Mentoring the Mentors: Hybridizing Professional Development to Support Cooperating Teachers’ Mentoring Practice in Science

This article describes key features of a hybrid professional development (PD) program that was designed to prepare elementary classroom teachers to mentor preservice teachers for effective science instruction. Five classroom teachers who were new to our mentor training participated in the study to document the impacts of the PD sequence. The PD combined an in-person immersion into the components of effective science instruction with online modules centered on learner-supportive mentoring practices. The authors detail key aspects of this hybrid program and discuss its impacts on the cooperating teachers’ ability to facilitate effective mentoring conversations with preservice teachers. Findings indicated that mentors who engaged in the hybrid face-to-face and online PD more effectively coached their mentees and displayed specific shifts in their approach to mentor conversations.

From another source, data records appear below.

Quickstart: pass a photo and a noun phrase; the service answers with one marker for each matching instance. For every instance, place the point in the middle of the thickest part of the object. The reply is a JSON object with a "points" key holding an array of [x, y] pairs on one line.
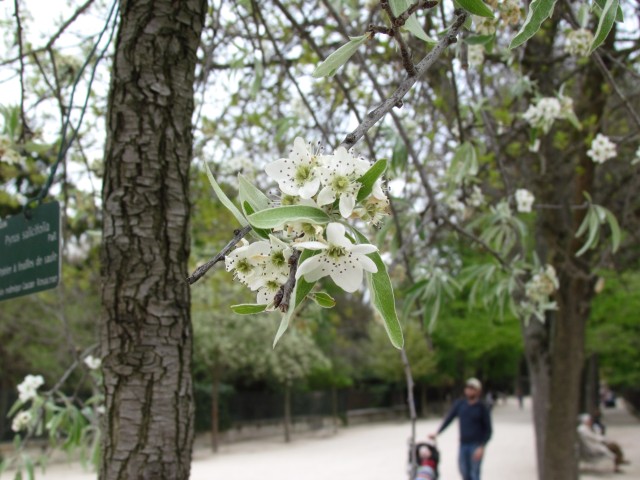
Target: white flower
{"points": [[543, 113], [92, 362], [476, 199], [542, 285], [28, 389], [578, 42], [343, 261], [338, 174], [510, 12], [297, 174], [602, 149], [21, 421], [245, 261], [535, 146], [524, 200]]}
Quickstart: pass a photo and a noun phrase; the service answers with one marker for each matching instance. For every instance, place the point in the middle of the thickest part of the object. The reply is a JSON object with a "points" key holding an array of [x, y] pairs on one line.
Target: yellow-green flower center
{"points": [[303, 173], [335, 251]]}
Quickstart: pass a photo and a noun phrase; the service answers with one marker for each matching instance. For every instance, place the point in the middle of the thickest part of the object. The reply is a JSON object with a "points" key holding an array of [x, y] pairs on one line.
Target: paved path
{"points": [[379, 452]]}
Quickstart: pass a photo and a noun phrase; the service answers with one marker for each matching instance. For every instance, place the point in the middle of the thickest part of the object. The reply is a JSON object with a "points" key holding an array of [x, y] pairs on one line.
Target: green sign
{"points": [[30, 251]]}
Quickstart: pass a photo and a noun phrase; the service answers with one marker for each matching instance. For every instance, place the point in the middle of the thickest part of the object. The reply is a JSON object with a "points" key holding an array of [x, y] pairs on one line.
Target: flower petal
{"points": [[310, 188], [335, 235], [347, 202], [364, 248], [311, 245], [367, 264], [326, 196]]}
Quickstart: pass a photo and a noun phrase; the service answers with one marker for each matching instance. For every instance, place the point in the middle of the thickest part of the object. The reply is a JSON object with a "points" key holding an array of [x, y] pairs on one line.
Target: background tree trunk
{"points": [[146, 332], [287, 412], [215, 407]]}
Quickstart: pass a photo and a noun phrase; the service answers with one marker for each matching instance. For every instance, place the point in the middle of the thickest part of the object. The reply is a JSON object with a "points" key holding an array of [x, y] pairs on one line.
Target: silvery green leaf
{"points": [[278, 216], [539, 11], [477, 7], [369, 178], [382, 296], [607, 19], [248, 308], [412, 25], [338, 58], [223, 198], [249, 193]]}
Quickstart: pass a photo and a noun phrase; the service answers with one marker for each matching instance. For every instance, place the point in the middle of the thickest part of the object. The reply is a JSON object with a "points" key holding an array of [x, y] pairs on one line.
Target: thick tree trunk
{"points": [[536, 351], [146, 335]]}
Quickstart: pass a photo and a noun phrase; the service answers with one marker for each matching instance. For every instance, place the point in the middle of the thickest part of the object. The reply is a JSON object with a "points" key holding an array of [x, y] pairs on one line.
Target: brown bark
{"points": [[146, 335]]}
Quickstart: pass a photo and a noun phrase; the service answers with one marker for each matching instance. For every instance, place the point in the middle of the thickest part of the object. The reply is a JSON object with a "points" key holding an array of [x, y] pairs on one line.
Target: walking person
{"points": [[475, 429]]}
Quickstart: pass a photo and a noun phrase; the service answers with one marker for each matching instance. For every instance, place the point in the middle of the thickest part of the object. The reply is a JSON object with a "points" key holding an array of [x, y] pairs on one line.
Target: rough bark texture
{"points": [[555, 351], [146, 336]]}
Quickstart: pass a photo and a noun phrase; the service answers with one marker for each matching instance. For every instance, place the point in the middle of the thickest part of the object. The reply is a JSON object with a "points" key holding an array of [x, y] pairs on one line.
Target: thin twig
{"points": [[201, 270], [407, 63], [425, 64], [283, 297]]}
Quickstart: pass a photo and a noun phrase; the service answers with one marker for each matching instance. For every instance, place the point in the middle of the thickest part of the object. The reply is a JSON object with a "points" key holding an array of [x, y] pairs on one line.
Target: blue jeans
{"points": [[469, 468]]}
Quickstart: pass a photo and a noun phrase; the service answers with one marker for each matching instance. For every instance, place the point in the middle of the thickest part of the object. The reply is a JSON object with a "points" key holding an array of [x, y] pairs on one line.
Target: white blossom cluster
{"points": [[524, 200], [602, 149], [309, 178], [92, 362], [21, 421], [578, 42], [28, 389], [547, 110], [542, 285]]}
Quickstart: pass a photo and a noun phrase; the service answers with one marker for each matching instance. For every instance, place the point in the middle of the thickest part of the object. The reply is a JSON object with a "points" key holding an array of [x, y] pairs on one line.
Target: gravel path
{"points": [[379, 452]]}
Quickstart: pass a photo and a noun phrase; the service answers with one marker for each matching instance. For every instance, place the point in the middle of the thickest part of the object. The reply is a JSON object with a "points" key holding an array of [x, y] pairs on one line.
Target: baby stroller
{"points": [[427, 458]]}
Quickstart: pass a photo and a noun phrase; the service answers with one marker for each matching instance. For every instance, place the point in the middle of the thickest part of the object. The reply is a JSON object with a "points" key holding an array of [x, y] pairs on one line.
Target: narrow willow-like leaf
{"points": [[412, 24], [338, 58], [477, 7], [261, 232], [275, 217], [382, 296], [599, 6], [323, 299], [539, 11], [223, 198], [607, 19], [479, 39], [616, 234], [300, 291], [248, 308], [248, 192], [369, 178]]}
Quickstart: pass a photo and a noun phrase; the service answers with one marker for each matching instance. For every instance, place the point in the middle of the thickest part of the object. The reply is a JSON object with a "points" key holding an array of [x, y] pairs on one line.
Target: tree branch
{"points": [[425, 64], [283, 297]]}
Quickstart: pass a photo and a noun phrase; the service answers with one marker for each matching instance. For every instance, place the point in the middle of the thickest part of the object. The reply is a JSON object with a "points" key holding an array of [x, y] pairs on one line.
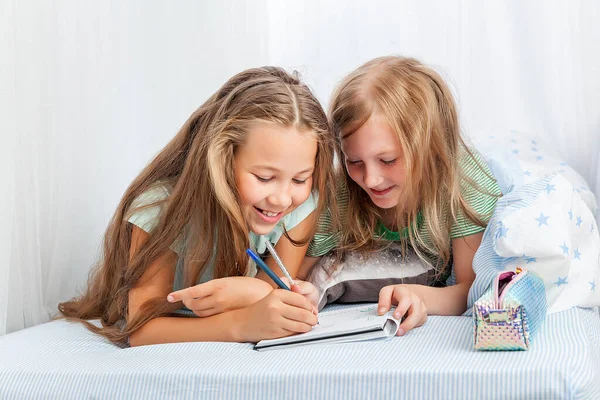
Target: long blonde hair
{"points": [[198, 163], [420, 109]]}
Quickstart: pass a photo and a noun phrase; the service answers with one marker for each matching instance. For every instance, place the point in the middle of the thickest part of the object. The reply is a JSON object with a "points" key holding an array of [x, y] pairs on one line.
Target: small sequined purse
{"points": [[509, 313]]}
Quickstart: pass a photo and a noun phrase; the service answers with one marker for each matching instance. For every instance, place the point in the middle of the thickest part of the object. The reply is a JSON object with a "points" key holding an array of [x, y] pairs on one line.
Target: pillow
{"points": [[547, 228], [517, 158], [359, 278]]}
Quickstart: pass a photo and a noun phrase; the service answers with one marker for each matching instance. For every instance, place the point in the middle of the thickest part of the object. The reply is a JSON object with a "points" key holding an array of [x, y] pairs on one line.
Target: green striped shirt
{"points": [[482, 197]]}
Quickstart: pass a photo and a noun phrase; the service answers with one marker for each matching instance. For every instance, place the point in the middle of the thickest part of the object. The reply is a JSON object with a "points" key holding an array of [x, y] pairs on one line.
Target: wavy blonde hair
{"points": [[420, 109], [204, 203]]}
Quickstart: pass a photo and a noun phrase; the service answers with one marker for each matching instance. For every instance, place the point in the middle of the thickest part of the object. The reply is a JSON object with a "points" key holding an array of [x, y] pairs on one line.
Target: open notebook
{"points": [[351, 324]]}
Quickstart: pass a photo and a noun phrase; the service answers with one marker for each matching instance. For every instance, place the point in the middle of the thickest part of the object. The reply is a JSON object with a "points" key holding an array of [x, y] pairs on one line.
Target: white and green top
{"points": [[147, 219], [482, 198]]}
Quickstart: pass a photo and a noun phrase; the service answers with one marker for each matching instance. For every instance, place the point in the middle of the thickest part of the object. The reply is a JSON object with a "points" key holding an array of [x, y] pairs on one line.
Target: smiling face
{"points": [[273, 173], [374, 160]]}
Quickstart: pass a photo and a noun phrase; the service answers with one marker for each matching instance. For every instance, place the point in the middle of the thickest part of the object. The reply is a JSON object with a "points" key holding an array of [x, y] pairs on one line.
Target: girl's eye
{"points": [[264, 180]]}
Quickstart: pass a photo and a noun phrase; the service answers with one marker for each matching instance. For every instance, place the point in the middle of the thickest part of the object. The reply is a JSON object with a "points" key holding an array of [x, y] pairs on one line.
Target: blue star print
{"points": [[502, 231], [561, 281], [542, 220]]}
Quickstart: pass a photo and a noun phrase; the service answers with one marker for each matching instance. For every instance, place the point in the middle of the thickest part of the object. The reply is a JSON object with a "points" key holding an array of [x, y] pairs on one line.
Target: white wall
{"points": [[90, 90]]}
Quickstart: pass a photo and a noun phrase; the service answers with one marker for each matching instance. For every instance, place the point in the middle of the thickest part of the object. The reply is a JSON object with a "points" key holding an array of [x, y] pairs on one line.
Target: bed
{"points": [[62, 360]]}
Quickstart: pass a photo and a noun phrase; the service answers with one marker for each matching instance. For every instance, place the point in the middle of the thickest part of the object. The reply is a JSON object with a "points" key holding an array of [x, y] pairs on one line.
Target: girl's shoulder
{"points": [[146, 208]]}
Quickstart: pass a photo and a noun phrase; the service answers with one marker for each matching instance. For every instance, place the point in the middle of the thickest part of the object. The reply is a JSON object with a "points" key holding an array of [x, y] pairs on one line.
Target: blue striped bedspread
{"points": [[62, 360]]}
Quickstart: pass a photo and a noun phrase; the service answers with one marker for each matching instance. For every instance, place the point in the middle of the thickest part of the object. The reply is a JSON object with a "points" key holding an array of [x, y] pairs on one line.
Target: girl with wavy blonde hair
{"points": [[251, 164]]}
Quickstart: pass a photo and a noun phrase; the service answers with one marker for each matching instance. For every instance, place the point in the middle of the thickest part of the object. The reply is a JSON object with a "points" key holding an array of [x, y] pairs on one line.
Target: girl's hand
{"points": [[306, 289], [280, 313], [409, 305], [220, 295]]}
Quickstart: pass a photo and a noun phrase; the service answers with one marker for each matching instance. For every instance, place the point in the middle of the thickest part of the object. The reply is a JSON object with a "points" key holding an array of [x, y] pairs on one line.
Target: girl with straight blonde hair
{"points": [[408, 178]]}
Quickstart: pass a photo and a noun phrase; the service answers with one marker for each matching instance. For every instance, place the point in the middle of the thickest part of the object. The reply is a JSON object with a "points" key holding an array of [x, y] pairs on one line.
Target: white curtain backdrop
{"points": [[91, 90]]}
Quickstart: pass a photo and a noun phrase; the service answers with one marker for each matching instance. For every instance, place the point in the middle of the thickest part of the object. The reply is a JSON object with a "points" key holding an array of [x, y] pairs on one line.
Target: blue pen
{"points": [[261, 264]]}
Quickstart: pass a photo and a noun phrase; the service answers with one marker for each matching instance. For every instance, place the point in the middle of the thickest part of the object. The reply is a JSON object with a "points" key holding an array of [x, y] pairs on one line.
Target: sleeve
{"points": [[325, 238], [302, 212], [480, 191], [146, 208]]}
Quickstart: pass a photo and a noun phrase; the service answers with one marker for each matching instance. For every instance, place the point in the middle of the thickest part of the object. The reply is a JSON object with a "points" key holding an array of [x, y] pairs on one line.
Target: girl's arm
{"points": [[280, 313], [415, 302], [452, 300]]}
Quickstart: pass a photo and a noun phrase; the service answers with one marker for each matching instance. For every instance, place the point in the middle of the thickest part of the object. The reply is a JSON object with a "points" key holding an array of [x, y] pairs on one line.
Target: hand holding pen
{"points": [[306, 289]]}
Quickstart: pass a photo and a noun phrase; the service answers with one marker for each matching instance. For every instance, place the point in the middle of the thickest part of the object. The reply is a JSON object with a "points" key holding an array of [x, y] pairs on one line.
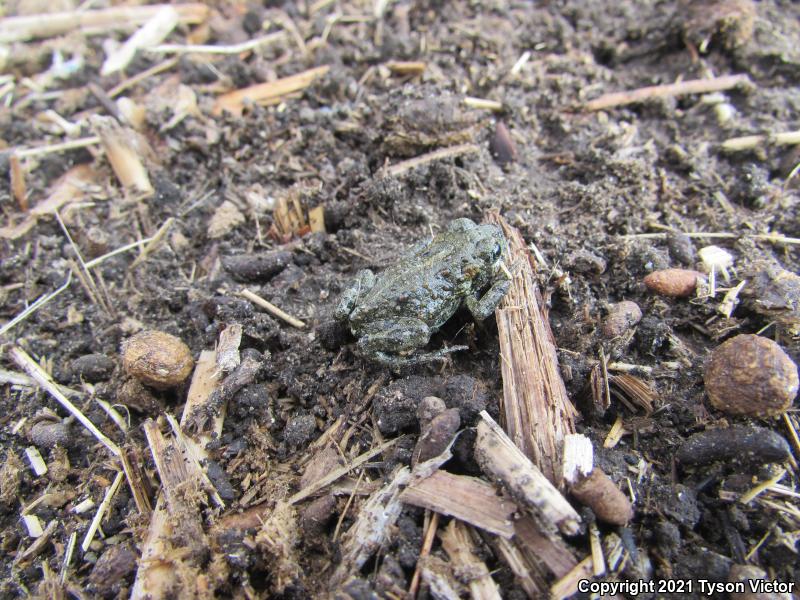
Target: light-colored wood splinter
{"points": [[155, 579], [418, 161], [271, 308], [502, 460], [681, 88], [27, 364], [536, 409], [472, 500], [457, 541]]}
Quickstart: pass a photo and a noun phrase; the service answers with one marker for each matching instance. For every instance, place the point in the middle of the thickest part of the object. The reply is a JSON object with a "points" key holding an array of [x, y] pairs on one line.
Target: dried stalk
{"points": [[538, 414]]}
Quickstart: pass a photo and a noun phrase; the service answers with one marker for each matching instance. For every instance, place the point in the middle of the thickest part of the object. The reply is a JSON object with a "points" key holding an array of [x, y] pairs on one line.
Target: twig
{"points": [[91, 140], [748, 142], [211, 49], [101, 511], [41, 301], [271, 308], [340, 472], [691, 86], [139, 77], [25, 362], [418, 161]]}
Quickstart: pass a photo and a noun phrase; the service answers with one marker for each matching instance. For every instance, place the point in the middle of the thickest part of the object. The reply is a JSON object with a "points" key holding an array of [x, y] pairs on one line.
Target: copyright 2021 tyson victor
{"points": [[634, 587]]}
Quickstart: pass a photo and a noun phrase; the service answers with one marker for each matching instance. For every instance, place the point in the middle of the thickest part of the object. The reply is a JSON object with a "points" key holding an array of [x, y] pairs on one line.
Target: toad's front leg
{"points": [[392, 342], [483, 307]]}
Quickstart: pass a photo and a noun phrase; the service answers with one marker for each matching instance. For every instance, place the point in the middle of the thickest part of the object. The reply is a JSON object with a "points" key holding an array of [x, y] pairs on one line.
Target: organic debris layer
{"points": [[230, 180]]}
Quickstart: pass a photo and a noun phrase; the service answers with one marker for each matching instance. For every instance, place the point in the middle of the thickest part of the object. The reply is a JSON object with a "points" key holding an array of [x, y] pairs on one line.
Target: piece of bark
{"points": [[467, 567], [372, 527], [472, 500], [501, 460], [537, 411]]}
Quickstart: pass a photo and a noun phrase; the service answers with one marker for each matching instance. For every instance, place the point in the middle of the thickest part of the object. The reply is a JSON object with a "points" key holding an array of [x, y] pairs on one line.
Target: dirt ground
{"points": [[603, 196]]}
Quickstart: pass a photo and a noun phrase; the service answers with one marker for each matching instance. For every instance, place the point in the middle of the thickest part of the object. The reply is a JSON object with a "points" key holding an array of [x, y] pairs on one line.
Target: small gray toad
{"points": [[394, 313]]}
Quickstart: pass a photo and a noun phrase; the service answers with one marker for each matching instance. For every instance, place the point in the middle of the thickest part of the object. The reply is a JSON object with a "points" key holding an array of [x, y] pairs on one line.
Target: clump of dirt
{"points": [[316, 185]]}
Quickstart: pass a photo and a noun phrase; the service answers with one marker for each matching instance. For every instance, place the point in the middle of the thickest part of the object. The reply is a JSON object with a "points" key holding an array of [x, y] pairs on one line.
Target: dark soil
{"points": [[582, 187]]}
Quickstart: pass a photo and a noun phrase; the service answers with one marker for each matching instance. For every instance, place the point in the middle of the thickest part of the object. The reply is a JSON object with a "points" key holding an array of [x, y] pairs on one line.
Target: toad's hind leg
{"points": [[484, 307]]}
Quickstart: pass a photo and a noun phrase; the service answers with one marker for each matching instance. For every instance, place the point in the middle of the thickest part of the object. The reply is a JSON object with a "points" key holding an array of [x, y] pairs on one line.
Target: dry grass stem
{"points": [[101, 511], [681, 88], [418, 161], [272, 38], [271, 308], [270, 92], [104, 20], [27, 364]]}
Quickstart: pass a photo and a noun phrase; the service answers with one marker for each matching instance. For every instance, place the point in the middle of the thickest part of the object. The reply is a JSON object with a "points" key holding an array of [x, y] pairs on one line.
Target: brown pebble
{"points": [[751, 375], [748, 574], [429, 407], [601, 494], [49, 434], [437, 436], [675, 283], [502, 145], [621, 317], [157, 359]]}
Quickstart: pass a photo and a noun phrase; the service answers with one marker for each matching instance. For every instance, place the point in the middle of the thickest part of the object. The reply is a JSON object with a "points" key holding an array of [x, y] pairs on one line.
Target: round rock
{"points": [[751, 375], [157, 359]]}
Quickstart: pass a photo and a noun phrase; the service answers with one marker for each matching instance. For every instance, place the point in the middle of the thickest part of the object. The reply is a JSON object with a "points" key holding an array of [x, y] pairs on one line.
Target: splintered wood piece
{"points": [[187, 526], [124, 151], [270, 92], [467, 498], [372, 527], [501, 460], [537, 411], [462, 551], [155, 578], [681, 88], [28, 27]]}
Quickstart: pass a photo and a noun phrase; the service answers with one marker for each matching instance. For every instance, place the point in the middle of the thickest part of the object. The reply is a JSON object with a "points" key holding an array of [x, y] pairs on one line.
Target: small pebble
{"points": [[681, 248], [621, 317], [601, 494], [157, 359], [437, 436], [675, 283], [753, 445], [428, 409], [751, 375], [92, 367], [502, 145], [316, 516], [116, 563], [49, 434]]}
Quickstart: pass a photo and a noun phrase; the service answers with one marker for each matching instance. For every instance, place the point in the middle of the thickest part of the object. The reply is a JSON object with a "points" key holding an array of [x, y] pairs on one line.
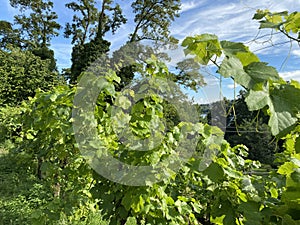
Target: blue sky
{"points": [[229, 20]]}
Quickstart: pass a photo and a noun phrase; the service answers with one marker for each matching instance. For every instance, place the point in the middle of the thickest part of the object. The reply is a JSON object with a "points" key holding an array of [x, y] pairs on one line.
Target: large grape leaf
{"points": [[249, 76], [283, 102]]}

Participants showed statistically significant increases in their ability to use coaching as a default mentoring stance, to focus on evidence of students’ science learning, and to draw on a consistent framework for effective science instruction for their conversations. These findings support a hybrid model of PD for mentoring and create potential for exploring a fully online sequence to promote effective mentoring in future work.

Melton, J., Miller, M., and Brobst, J. (2019). Mentoring the Mentors: Hybridizing Professional Development to Support Cooperating Teachers’ Mentoring Practice in Science. Contemporary Issues in Technology and Teacher Education, 19(1), 23-44.